Note that if a large number of interfaces are connected to the computer 1 and you want to automatically detect which interface is abnormal, provide a register corresponding to each interface in the computer 1 and register the discrepancy sent from each interface. The signal DIF may be stored and the contents of the register may be searched by the abnormality detection program without stopping the program counter 10.

As described above, in the present invention, for each of a plurality of serially connected data buses, the data is determined by comparing the data output on each data bus with the data received by the receiving means. In addition to providing comparison means for detecting transfer errors, the plurality of comparison means are activated in sequence in response to each of the plurality of output signals output from the computer in response to the execution of different output commands. Depending on whether a transfer error is detected at the time an output command is executed, the data bus on which the transfer error occurred can be easily identified, which has the advantage of allowing abnormalities to be discovered in a short time.

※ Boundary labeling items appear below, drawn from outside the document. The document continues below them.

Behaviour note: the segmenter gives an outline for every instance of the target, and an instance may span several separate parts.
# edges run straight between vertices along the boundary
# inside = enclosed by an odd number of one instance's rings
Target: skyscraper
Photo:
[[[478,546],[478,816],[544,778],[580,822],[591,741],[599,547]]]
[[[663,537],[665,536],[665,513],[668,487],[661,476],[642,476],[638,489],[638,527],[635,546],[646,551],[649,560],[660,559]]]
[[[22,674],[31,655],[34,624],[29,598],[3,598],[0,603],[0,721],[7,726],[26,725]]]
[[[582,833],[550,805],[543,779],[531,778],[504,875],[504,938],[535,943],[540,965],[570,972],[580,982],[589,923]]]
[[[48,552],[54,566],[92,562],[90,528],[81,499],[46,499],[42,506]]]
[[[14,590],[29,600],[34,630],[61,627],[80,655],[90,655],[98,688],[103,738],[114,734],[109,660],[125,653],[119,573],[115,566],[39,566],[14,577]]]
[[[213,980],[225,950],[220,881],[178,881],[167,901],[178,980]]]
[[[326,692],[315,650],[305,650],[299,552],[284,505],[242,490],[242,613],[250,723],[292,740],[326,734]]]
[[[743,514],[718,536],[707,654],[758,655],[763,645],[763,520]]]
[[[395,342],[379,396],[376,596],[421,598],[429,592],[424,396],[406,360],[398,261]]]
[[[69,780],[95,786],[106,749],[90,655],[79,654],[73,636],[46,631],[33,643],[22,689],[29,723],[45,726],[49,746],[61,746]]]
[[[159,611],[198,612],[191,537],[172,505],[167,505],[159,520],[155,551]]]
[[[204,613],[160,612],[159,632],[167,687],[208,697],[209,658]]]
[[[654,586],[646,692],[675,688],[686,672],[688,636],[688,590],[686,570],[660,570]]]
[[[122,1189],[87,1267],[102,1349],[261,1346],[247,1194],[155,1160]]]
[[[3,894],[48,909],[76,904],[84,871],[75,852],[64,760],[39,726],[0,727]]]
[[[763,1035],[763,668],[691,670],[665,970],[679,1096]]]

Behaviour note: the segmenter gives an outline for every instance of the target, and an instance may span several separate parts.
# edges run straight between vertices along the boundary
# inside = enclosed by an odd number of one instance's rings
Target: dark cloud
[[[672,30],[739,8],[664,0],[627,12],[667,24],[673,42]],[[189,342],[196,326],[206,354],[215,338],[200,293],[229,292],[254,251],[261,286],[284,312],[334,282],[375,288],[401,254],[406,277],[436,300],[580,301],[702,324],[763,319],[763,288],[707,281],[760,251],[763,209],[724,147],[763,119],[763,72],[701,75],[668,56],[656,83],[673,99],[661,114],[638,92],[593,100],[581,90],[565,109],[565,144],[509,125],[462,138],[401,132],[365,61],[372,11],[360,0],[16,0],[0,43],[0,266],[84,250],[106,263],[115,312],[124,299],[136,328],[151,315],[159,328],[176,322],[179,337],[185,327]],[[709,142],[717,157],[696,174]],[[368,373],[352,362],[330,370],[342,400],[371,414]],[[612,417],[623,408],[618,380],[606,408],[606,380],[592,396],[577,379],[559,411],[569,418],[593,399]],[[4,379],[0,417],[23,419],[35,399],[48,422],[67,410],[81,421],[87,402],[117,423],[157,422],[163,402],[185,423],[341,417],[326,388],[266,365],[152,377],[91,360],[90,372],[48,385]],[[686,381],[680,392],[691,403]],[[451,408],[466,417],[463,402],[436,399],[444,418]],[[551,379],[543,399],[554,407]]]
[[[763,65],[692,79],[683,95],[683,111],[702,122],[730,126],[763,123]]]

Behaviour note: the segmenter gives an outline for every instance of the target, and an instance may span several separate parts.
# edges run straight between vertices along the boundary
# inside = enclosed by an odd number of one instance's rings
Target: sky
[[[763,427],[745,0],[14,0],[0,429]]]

[Brief explanation of drawings]

FIG. 1 is a block diagram showing a data transfer device designed to detect a transfer error on a single data bus, FIG. 2 is a diagram showing the timing of each signal in FIG. 1, and FIG. 3 is an implementation of the present invention. FIG. 2 is a block diagram illustrating an example. 1... Computer, 2, 3... Interface, 14... Output register, 16, 2
5... Comparator, 2L32... Reception register, 23, 33... Timer, 24, 34...
...One-shot circuit, AGl, AG2. AG3
．． AG4...and gate, FF...
Flip-flop, G1. G2. G3. G4...
・Gate, ■N■, ■N■2...Inverter.

Claims (1)

[Claims] 1. In a data transfer device configured to transfer data output from a computer to a controlled device via a plurality of serially connected data buses, each data A data output means connected to the starting end of the bus and outputting the data to be transferred to the data bus; a data receiving means connected to the rear end of each data bus receiving the data sent to the data bus; Comparing means for comparing the received data and the data output from the data output means and transmitting a signal if they do not match, and
control for sequentially enabling a plurality of comparison means provided corresponding to each of the plurality of data buses in response to each of a plurality of output signals output from the computer at different timings by executing different output instructions; and storage means for storing a signal outputted from any one of the plurality of comparison means and transmitting an abnormality signal to the computer.